Once the baby was delivered, the mother was still too unwell to leave the asylum or care for her baby. The only options were to bring a baby into an asylum..... trust me having worked in one for two months they are not the place for babies, or sending the baby to America to a non blood relative of the mother. The courts could apparantly do neither. They had to make a decision there and then, literally, once the baby is born where does it go? Who feeds it? Who cares for it? The mother was obviously unwell and unable to care for the baby as she still qualified for section, meaning she was a harm to herself whereas previously it msy have been harm to her baby that was the focus of the sectioning.
For how long can nurses in an asylum care for a baby? Within hours they had to find a home. It looks like they had to make hard desicions quickly and maybe they didnt make the best desicions, but what CAN be done is often different to what we would like done. I am sure it pained the people involved to do what they did. I have worked with these teams, they are just normal people.
This is an awful and heart wrenching story, but doctors, nurses, social services and even the court staff are largely good willed. I have never seen otherwise in my experience. I have seen mothers and babies seperated, my friends wife is a midwife and some women will go so far as give birth alone So as to keep her baby. But that is half the story, they have no home, no food, the baby is born addicted to drugs and requiring methadone from birth. Its common, its sad and we live in a world where we have a protective system ready....thankfully.
Sometimes the system may pick up the wrong people.....was this woman one...... its easy to judge from afar, but knowing how bad bipolar csn be for some patients, I really doubt it.

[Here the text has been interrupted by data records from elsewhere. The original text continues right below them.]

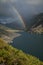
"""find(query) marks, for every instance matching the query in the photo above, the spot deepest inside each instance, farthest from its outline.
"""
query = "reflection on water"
(30, 43)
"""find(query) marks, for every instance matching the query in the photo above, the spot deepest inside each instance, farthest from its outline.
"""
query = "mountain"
(37, 24)
(8, 34)
(13, 56)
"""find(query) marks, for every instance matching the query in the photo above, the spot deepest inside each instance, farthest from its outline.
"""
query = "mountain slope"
(8, 34)
(37, 24)
(12, 56)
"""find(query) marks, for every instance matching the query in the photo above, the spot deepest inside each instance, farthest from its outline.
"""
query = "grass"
(13, 56)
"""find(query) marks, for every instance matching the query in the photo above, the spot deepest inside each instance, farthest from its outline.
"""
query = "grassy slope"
(12, 56)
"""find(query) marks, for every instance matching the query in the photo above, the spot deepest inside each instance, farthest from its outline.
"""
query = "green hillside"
(12, 56)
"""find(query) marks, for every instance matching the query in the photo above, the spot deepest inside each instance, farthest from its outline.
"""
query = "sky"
(26, 8)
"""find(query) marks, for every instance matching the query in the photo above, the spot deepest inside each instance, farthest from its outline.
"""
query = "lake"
(30, 43)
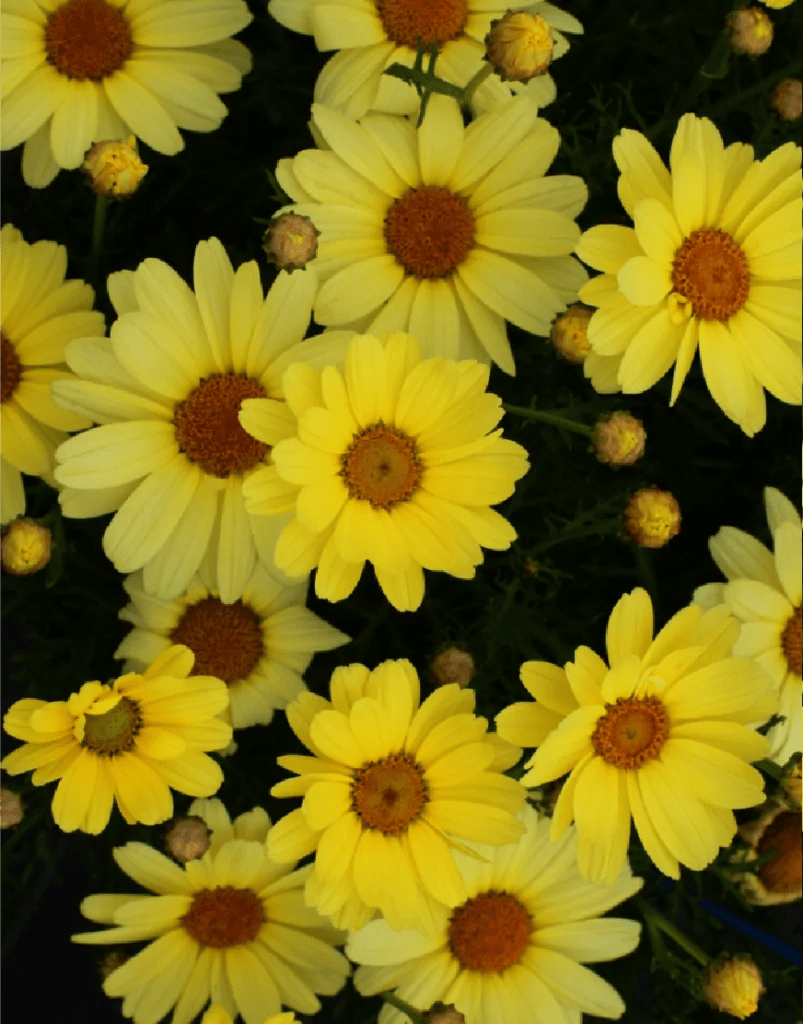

Terrible things have happened in the past, terrible mistakes are made now, but this story sounds like rocks and hard places... With possible headlines like 'Mother & Baby hurt when bipolar mother was released from asylum with newborn'......maybe it was a case of choosing lesser evils...?
very sad.... But evil?
p.s. I have no idea what the laws are on returning children to people at risk of relapse of bipolar activity, perhaps due to poor compliance with meds. But it really sounds wrong that she isn't allowed her child back now she has recovered. Maybe they know more than we do due to condfidentislity, maybe for example she has had repeated breakdowns due to poor drug compliance, making it very, very hard to decide whst to do. But with a well and healthy mother, obviously the baby is better with their mum.